Using language patterns of the right brain half
- Compressed text and Contamination: syfilisation (civilization), freudful mistakes (Freudian mistakes), popollution (population)
- Use of images: pictures, cartoons, painting, story telling, dreaming, dramatic expression, visualization, poems,
- Humor: “Soldier Katz”, asked a sergeant of the Prussian Army, “why should a soldier give his life cheerfully for the Emperor? “. “Indeed, why would he?” answered Katz
- Pars Pro Toto: a complex whole of related things are displayed in a very detailed description of a tiny part of it. “Suddenly a straw drilled like a nail in the door” reflect better the idea of a heavy storm than an extensive description about air going busses, trees and cars. A Pars Pro Toto is a part (taken) for the whole
- Aforism: a statement that is really quotable, it makes a profound point in a simple, easily remembered way, by using ambiguities, puns, allusions and the like. No better life than a good life. Retired government servant offers himself for work. Brains as well as new. Never used.
Blocking the language patterns of the left brain hemisphere
We saw already in one of our earlier blog posts that drawing skills can be improved when we close our right eye, and put the object of the drawing upside down. It is a way to block the right brain thinking functions.
When blocking the functions of the left brain it is supposed that the right brain take over its functions.

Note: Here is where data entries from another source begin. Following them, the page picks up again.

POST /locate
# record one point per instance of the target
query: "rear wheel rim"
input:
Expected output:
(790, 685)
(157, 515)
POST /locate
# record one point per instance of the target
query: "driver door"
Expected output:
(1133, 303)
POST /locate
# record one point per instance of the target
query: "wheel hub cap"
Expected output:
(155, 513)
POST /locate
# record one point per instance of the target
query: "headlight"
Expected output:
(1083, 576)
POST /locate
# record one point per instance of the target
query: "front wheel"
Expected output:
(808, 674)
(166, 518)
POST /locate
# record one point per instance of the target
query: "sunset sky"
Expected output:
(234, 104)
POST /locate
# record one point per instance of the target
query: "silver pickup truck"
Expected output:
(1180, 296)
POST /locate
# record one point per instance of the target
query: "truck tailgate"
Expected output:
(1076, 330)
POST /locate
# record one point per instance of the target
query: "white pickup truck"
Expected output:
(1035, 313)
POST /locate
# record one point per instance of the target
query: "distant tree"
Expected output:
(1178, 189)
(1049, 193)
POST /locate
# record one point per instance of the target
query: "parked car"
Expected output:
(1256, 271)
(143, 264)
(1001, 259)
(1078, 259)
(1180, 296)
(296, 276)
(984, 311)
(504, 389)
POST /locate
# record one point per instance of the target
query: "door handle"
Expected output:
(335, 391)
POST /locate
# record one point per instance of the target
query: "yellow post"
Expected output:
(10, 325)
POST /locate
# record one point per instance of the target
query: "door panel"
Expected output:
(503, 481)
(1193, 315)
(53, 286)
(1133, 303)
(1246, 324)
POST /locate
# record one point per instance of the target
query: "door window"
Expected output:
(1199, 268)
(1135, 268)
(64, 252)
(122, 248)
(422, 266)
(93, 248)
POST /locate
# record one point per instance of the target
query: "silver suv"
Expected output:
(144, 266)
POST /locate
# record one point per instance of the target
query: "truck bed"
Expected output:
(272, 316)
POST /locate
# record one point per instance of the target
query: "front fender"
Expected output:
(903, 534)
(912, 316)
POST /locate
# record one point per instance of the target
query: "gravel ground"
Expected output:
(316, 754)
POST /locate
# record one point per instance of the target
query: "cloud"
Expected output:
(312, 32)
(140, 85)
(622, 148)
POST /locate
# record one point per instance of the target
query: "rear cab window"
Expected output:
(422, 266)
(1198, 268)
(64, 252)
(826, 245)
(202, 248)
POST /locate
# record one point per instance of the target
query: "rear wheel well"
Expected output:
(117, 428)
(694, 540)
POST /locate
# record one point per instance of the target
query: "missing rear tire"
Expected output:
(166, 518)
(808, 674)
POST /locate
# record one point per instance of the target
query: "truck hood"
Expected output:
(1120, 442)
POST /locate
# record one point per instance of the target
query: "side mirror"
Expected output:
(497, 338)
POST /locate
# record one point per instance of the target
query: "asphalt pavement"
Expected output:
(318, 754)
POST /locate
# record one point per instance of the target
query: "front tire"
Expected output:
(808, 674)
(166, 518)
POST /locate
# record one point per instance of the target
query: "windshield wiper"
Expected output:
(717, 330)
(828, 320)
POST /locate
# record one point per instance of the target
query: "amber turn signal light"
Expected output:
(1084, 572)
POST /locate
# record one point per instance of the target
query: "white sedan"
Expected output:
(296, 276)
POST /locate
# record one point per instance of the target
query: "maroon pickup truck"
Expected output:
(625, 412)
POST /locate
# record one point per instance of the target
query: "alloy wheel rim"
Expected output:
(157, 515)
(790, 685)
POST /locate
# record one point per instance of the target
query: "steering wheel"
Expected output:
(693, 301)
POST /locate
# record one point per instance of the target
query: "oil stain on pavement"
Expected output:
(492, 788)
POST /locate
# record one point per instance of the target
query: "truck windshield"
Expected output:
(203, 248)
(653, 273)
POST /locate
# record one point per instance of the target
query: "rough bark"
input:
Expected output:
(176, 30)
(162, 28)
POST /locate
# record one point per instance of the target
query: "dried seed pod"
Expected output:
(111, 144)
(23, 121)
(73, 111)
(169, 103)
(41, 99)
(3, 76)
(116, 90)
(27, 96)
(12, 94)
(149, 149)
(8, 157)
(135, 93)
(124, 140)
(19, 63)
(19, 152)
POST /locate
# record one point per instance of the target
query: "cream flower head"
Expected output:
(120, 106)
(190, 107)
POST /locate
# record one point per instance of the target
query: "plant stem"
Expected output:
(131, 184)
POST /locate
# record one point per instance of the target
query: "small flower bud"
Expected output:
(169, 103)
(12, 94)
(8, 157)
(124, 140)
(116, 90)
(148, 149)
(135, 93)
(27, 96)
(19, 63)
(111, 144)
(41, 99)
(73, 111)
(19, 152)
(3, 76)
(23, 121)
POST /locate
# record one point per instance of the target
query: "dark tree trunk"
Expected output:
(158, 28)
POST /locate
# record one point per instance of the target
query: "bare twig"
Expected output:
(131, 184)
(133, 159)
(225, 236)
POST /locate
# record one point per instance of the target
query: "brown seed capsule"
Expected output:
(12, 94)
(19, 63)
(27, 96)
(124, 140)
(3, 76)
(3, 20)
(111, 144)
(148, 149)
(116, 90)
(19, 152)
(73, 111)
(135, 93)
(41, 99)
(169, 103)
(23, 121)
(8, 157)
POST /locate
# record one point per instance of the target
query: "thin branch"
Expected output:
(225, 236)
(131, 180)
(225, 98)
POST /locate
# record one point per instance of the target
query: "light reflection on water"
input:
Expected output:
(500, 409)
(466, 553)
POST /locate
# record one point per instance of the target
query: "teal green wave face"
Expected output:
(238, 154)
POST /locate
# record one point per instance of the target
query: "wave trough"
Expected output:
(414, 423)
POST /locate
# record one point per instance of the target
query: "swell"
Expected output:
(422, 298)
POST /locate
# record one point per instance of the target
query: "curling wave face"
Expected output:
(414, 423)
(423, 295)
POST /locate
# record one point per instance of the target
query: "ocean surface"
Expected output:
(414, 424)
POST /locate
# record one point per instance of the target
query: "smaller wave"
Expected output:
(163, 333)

- Confusion. Provoking confusion as opposed to intellectualizing or talking things to broke. Deliberate creating confusion make it impossible to make logical sense of what is said. The left brain gets overloaded. Someone do present a overly complex plan and someone will ask: when do we have lunch?” Many Zen koans have this function to disrupt ineffective thinking.
- The Contra Paradox. Many people get caught in a paradox. Posing a contra paradox could help escape them from vicious logical circularity. Consultant: ” Every time I give you advice, you give me four reasons why it cannot work. But I tell you, now I have the ultimate solution, but I won’t tell you”. Patient: “I can’t sleep”. Therapist: “It is very important that you try for the next week not to sleep”.
Of course, these are all techniques from psychotherapy, regarding the kind of effective communication to a patient who wants to change. And they are not easy to explain, nor to apply.
It is yet unclear how we can use those strategies by ourselves to stimulate right brain thinking. Perhaps we should explore how we communicate with ourselves, with our brains, like a psycho therapist does with his client.